Her mother disappears for a while, wandering off without warning, as she sometimes does. But as Olive turns back along the path, she hears Billie calling her name. Olive follows the sound of her mother’s voice and finds her lying on her back in a little hidden corner of the wooden walkway. She has her hands crossed over her belly, the collar of her fleece zip-up spread underneath her head as a pillow.
Olive lies down beside her mother on the sun-warmed wood. She follows Billie’s finger to where she is pointing. There, directly above them, the eucalyptus trees are pulsing. Hundreds of monarch butterflies are clinging to the branches, their wings moving in syncopation. The leaves droop under their weight, swinging heavily in the breeze.

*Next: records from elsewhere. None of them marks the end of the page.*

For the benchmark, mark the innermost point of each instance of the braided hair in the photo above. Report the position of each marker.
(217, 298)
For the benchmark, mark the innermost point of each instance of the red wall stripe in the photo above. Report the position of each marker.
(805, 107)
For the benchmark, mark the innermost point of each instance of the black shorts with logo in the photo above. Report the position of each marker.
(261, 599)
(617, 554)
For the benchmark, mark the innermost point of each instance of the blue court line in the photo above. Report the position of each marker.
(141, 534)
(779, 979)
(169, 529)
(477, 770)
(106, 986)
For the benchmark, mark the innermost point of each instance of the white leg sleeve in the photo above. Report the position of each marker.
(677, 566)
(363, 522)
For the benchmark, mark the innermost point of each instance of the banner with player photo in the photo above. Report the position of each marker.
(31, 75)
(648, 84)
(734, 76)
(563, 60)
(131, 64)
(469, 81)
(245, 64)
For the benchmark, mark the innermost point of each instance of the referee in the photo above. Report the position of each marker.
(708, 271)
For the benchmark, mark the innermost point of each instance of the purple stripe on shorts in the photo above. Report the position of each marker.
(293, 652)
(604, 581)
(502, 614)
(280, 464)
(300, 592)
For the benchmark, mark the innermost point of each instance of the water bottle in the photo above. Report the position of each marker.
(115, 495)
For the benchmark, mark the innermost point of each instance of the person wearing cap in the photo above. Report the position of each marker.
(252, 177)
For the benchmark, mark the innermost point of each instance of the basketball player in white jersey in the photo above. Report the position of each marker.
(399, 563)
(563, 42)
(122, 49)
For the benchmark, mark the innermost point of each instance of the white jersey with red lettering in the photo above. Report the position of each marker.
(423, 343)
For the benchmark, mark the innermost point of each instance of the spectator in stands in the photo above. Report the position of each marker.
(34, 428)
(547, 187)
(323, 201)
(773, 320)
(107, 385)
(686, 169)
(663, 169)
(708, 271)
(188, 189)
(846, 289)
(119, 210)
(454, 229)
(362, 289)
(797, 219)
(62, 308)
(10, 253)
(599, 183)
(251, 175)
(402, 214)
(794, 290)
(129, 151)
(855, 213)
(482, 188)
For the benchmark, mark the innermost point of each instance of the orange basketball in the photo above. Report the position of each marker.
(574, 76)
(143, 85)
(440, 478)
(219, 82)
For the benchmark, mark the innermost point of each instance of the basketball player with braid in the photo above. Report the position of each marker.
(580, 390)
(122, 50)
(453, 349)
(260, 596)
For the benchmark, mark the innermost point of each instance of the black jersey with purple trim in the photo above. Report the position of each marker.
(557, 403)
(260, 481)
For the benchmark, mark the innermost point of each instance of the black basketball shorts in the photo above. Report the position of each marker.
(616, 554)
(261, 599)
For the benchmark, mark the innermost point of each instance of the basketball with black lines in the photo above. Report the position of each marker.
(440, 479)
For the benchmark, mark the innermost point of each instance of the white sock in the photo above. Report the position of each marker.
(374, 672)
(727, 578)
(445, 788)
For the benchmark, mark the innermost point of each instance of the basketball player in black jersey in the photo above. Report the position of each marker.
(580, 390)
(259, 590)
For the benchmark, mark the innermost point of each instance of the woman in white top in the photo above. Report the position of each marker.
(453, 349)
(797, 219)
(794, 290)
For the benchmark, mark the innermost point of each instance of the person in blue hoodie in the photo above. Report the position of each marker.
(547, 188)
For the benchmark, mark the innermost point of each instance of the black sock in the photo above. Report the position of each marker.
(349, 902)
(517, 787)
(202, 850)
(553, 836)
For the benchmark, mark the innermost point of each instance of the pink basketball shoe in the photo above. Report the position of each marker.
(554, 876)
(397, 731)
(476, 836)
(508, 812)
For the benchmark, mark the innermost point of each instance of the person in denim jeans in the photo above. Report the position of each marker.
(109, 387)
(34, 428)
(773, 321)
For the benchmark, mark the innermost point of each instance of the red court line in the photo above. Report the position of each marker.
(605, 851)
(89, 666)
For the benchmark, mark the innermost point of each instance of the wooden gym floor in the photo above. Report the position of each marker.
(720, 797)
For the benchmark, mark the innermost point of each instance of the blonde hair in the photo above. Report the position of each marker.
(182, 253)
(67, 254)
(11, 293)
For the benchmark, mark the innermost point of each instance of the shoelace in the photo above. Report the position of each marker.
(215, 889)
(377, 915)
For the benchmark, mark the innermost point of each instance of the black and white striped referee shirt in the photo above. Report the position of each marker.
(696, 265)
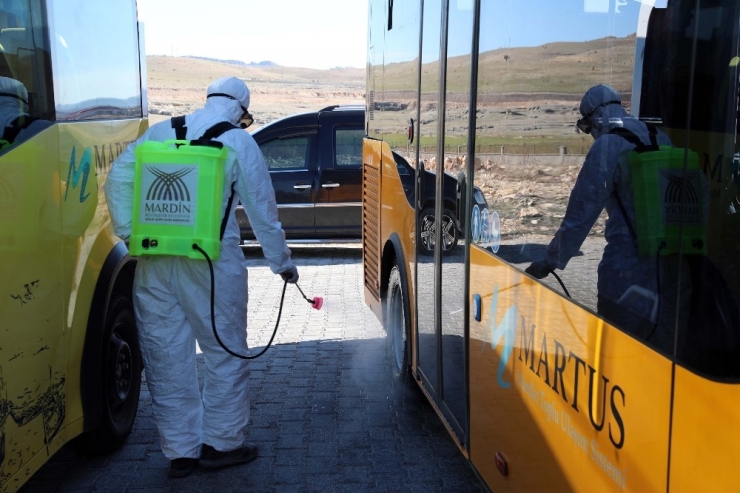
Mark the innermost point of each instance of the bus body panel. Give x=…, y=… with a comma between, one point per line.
x=531, y=355
x=53, y=251
x=97, y=145
x=705, y=442
x=55, y=231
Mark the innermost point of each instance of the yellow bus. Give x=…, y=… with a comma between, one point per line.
x=72, y=96
x=541, y=390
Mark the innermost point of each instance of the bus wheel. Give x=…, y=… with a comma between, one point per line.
x=426, y=232
x=122, y=366
x=395, y=323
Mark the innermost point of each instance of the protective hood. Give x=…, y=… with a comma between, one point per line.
x=13, y=101
x=603, y=105
x=229, y=97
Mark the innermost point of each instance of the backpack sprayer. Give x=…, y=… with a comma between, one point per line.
x=178, y=189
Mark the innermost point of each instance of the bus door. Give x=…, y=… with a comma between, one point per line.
x=440, y=261
x=707, y=352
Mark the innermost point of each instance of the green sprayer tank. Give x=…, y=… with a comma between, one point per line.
x=669, y=201
x=178, y=195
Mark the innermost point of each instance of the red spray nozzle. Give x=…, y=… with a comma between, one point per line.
x=316, y=303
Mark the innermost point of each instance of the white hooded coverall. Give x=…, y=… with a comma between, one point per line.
x=172, y=294
x=602, y=184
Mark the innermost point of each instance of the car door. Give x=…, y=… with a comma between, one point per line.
x=339, y=192
x=291, y=159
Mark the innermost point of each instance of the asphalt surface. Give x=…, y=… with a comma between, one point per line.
x=326, y=411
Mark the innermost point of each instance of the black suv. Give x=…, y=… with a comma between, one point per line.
x=315, y=162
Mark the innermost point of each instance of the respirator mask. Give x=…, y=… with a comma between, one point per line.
x=246, y=119
x=584, y=123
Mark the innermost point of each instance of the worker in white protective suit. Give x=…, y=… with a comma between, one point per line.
x=628, y=292
x=172, y=296
x=16, y=124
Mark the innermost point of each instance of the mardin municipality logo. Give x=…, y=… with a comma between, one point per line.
x=168, y=186
x=170, y=195
x=680, y=198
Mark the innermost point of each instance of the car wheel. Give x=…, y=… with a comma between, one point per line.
x=394, y=321
x=426, y=234
x=121, y=367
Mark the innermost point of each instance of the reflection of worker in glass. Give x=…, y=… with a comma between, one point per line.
x=12, y=14
x=627, y=283
x=16, y=124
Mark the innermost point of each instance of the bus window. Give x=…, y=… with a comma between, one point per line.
x=691, y=54
x=90, y=84
x=25, y=101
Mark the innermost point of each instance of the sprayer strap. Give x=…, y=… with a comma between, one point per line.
x=178, y=123
x=217, y=130
x=225, y=220
x=630, y=137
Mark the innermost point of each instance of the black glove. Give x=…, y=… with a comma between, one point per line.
x=539, y=269
x=290, y=275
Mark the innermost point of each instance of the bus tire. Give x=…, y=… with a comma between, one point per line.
x=397, y=331
x=121, y=370
x=450, y=233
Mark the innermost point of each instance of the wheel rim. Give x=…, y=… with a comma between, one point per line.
x=120, y=364
x=449, y=233
x=426, y=235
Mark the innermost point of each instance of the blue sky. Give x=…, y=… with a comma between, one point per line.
x=333, y=33
x=294, y=33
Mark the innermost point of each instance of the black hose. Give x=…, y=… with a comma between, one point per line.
x=561, y=283
x=213, y=315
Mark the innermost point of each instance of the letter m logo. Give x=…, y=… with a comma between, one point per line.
x=77, y=174
x=506, y=330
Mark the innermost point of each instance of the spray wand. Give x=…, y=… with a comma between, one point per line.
x=316, y=303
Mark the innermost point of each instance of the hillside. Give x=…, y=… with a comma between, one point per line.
x=177, y=85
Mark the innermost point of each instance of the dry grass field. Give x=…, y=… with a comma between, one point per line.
x=529, y=189
x=177, y=85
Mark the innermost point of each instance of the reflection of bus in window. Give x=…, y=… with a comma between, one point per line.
x=69, y=358
x=540, y=390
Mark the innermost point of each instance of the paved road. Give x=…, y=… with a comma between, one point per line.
x=326, y=412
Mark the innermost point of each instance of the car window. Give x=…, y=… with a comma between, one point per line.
x=288, y=153
x=348, y=147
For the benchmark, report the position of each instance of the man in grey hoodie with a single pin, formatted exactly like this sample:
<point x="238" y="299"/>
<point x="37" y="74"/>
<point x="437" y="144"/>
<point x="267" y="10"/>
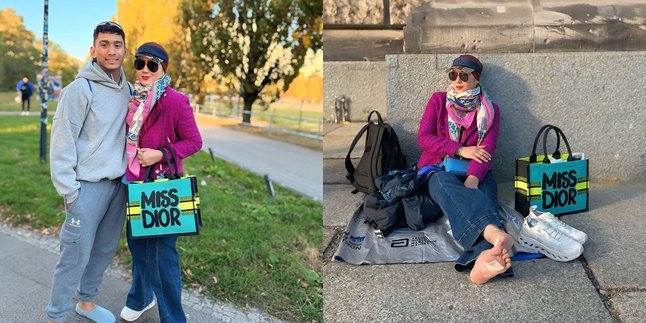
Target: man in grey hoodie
<point x="87" y="162"/>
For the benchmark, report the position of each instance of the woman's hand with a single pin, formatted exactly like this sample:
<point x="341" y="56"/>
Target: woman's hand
<point x="148" y="157"/>
<point x="472" y="182"/>
<point x="477" y="153"/>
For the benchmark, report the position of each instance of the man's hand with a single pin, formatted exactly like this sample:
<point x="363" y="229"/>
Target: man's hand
<point x="472" y="182"/>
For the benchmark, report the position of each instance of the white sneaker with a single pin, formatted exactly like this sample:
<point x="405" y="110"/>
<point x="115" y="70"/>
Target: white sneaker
<point x="539" y="236"/>
<point x="559" y="225"/>
<point x="130" y="315"/>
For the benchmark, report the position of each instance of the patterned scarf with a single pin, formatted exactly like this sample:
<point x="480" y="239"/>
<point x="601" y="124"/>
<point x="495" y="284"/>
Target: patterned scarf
<point x="138" y="110"/>
<point x="461" y="108"/>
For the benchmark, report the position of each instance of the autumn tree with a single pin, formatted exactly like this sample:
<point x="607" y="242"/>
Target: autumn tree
<point x="262" y="43"/>
<point x="59" y="62"/>
<point x="18" y="56"/>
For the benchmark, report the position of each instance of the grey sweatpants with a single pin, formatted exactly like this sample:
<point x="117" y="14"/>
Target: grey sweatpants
<point x="89" y="239"/>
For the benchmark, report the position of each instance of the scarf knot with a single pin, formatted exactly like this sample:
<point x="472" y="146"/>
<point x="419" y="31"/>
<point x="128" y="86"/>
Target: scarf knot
<point x="139" y="107"/>
<point x="463" y="107"/>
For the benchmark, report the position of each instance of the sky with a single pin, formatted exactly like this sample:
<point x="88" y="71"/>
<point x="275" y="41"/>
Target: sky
<point x="71" y="22"/>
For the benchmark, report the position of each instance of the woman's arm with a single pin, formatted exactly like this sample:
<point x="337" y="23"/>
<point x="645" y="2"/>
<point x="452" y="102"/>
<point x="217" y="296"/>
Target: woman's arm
<point x="480" y="170"/>
<point x="189" y="138"/>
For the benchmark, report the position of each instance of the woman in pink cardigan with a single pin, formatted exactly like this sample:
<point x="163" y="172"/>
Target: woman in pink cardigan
<point x="464" y="123"/>
<point x="158" y="116"/>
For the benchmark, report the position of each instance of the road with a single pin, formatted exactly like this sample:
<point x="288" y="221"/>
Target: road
<point x="293" y="167"/>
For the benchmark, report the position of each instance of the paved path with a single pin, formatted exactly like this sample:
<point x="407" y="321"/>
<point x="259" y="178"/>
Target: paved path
<point x="606" y="284"/>
<point x="28" y="258"/>
<point x="26" y="263"/>
<point x="294" y="167"/>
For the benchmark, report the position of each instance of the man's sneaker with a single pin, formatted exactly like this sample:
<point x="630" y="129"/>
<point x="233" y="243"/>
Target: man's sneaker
<point x="539" y="236"/>
<point x="131" y="315"/>
<point x="578" y="235"/>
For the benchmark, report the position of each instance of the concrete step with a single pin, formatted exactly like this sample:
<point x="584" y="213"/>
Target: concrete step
<point x="582" y="93"/>
<point x="606" y="284"/>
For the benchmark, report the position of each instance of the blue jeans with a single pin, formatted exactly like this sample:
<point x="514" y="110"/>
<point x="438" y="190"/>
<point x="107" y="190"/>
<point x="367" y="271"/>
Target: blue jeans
<point x="469" y="211"/>
<point x="155" y="269"/>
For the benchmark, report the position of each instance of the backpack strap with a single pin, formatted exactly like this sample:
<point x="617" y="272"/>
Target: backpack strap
<point x="348" y="163"/>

Olive’s breath stops in her throat, something huge and beautiful aching within her.
“Why do you think they come here?” her mom asks in a low voice. “Of all the places in the world they could go, they come here, to this zoo, every winter. Couldn’t they find a secret place, somewhere they could be more alone? Or do you think they want to be here, where people are? That they instinctually want to be seen?”
Olive considers this. “I think it’s dew hydration and wind protection. There’s a sign at the entrance. That’s what butterflies need most, and they get it from the eucalyptus and the fog off the ocean.”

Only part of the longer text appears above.